Despite offering a design-driven approach to scaffold fabrication, AM techniques often

have limited spatial resolutions. Therefore, some level of uncertainty is associated with the

produced scaffold architectures. Hence, this study also examines the sensitivity of FE simulations

to the topological parameters of 3DBP scaffolds (e.g., strand overlap and pore size). Moreover, the

sensitivity analysis looks into the role of solid matrix properties (such as compressive modulus

and Poisson’s ratio) on the predicted compressive modulus of porous scaffolds.

2. Materials & Methods

2.1 Materials

PLGA (Resomer LG 824 S) was purchased from Evonik Industries (Germany). DSM Biomedical

(Exton, PA) graciously provided type 1 collagen powder (PN 20003-04). nHA (nanopowder, <

200 nm particle size (BET), synthetic, product number 677418) and HFP (assay ≥99%, product

number 105228) were purchased from Sigma-Aldrich Co. LLC (USA).
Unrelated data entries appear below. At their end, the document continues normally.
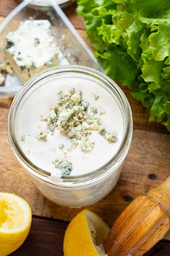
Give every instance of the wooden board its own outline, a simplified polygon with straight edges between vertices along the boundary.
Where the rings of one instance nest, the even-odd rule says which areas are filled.
[[[67,226],[65,221],[33,217],[27,239],[11,256],[63,256],[63,242]],[[145,256],[169,256],[169,242],[161,241]]]
[[[0,0],[0,14],[6,15],[11,7],[14,6],[12,0]],[[83,38],[88,42],[83,20],[76,15],[75,7],[69,7],[65,12]],[[170,174],[169,134],[161,125],[148,123],[148,111],[132,98],[127,88],[122,88],[122,90],[133,109],[134,133],[132,146],[116,187],[105,198],[89,208],[109,226],[133,198],[146,195],[151,188],[161,184]],[[81,209],[66,208],[45,198],[15,159],[6,136],[10,104],[10,100],[0,101],[0,189],[25,198],[34,215],[70,221]]]

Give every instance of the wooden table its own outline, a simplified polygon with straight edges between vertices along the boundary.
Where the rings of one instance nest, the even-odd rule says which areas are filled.
[[[6,17],[17,5],[14,0],[0,0],[0,16]],[[75,9],[75,5],[72,5],[64,12],[91,47],[86,36],[83,19],[77,17]],[[122,89],[130,101],[133,114],[134,133],[130,150],[116,187],[105,198],[88,208],[110,226],[134,197],[146,195],[170,173],[169,134],[161,124],[149,123],[148,110],[133,98],[127,88]],[[11,103],[12,99],[0,100],[0,189],[25,198],[33,213],[31,232],[22,247],[13,255],[63,255],[63,237],[68,221],[81,209],[66,208],[48,201],[18,164],[6,137],[6,120]],[[170,240],[169,234],[166,239]],[[170,243],[165,240],[159,242],[147,255],[170,256]]]

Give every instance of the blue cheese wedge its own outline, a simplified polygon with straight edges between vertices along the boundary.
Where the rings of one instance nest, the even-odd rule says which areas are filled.
[[[5,51],[16,74],[25,82],[36,74],[58,65],[59,48],[46,20],[26,20],[6,36]]]

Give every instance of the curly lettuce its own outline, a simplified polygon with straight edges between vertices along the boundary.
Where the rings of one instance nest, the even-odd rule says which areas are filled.
[[[77,0],[105,72],[170,131],[170,1]]]

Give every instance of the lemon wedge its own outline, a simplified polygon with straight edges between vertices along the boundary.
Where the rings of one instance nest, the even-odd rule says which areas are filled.
[[[109,226],[96,213],[84,210],[70,222],[64,236],[64,256],[105,256],[102,244]]]
[[[24,199],[0,192],[0,256],[9,255],[23,244],[31,222],[31,208]]]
2.2 Designed Experiment (DE)

As the goal of this study is to validate the prediction and optimization capabilities of a COMSOL

model, a response generated by a DE is an ideal baseline to which simulation results can be

compared. By constructing a response surface in the same design region, it is possible to generate

a second-order fitted regression model for each response, approximating the relationship between

the factors and the two responses [21,40,41]. Maximizing compressive modulus while constraining

porosity, based on the fitted models, will estimate an optimal scaffold topology and predict the

resultant compressive modulus and porosity. The topology and predictions can then be compared

to those suggested by COMSOL in order to validate the simulation.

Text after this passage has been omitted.